On Saturday, OpenAI researcher Alexander Wei announced that a new AI language model the company is researching has achieved gold medal-level performance on the International Mathematical Olympiad (IMO), matching a standard that fewer than 9 percent of human contestants reach each year. The announcement came despite an embargo request from IMO organizers asking AI companies to wait until July 28 to share their results.

The experimental model reportedly tackled the contest’s six proof-based problems under the same constraints as human competitors: 4.5 hours per session, with no Internet access or calculators allowed. However, several sources with inside knowledge of the process say that since OpenAI self-graded its IMO results, the legitimacy of the company’s claim may be in question. OpenAI plans to publish the proofs and grading rubrics for public review.

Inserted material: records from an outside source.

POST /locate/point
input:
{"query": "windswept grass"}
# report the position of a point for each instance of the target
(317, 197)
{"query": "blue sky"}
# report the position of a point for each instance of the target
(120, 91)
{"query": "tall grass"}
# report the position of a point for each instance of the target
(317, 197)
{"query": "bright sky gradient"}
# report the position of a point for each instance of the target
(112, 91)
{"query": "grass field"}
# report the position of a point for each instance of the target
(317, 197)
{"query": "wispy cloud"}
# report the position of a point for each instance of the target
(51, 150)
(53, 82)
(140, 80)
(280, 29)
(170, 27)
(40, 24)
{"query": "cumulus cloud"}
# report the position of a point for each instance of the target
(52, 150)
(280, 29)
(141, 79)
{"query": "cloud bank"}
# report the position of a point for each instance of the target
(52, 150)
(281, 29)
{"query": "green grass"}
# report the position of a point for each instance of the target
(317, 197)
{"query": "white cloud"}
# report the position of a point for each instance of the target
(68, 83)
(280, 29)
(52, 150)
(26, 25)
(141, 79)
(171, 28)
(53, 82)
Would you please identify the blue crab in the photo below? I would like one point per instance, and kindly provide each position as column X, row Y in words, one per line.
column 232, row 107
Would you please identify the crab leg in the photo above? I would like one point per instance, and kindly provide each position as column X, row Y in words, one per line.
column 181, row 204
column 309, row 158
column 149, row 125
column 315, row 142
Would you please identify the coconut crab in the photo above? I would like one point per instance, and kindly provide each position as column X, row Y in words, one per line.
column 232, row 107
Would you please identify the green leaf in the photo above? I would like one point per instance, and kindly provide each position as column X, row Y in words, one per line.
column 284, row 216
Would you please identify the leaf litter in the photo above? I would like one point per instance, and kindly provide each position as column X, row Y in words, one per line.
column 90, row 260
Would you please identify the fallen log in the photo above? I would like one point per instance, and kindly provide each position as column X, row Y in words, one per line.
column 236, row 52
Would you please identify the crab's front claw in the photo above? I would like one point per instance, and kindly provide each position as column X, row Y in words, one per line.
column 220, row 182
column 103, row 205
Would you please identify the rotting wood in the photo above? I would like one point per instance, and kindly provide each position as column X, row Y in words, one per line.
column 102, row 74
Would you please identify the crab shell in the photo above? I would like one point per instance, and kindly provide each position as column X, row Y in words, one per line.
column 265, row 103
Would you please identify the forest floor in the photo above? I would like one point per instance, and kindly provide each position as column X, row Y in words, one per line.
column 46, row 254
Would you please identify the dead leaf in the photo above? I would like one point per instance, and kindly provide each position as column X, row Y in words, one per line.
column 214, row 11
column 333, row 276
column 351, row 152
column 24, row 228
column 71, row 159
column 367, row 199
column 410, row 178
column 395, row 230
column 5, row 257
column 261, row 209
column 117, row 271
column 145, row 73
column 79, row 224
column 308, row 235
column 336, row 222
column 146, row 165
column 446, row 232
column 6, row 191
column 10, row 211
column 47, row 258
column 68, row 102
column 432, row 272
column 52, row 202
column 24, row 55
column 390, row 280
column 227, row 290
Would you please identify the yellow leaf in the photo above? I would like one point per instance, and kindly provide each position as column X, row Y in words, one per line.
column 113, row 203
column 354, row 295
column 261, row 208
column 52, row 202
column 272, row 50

According to OpenAI, its achievement marks a departure from previous AI attempts at mathematical Olympiad problems, which relied on specialized theorem-proving systems that often exceeded human time limits. OpenAI says its model processed problems as plain text and generated natural-language proofs, operating like a standard language model rather than a purpose-built mathematical system.

The announcement follows Google’s July 2024 claim that its AlphaProof and AlphaGeometry 2 models earned a silver medal equivalent at the IMO—though Google’s systems required up to three days per problem rather than the 4.5-hour human time limit and needed human assistance to translate problems into formal mathematical language.

“Math is a proving ground for reasoning—structured, rigorous, and hard to fake,” the company wrote in a statement sent to Ars Technica. “This shows that scalable, general-purpose methods can now outperform hand-tuned systems in tasks long seen as out of reach.”

While the company confirmed that its next major AI model, GPT-5, is “coming soon,” it clarified that this current model is experimental. “The techniques will carry forward, but nothing with this level of capability will be released for a while,” OpenAI says. It’s likely that OpenAI needed to devote a great deal of computational resources (which means high cost) for this particular experiment, and that level of computation won’t be typical of consumer-facing AI models in the near future.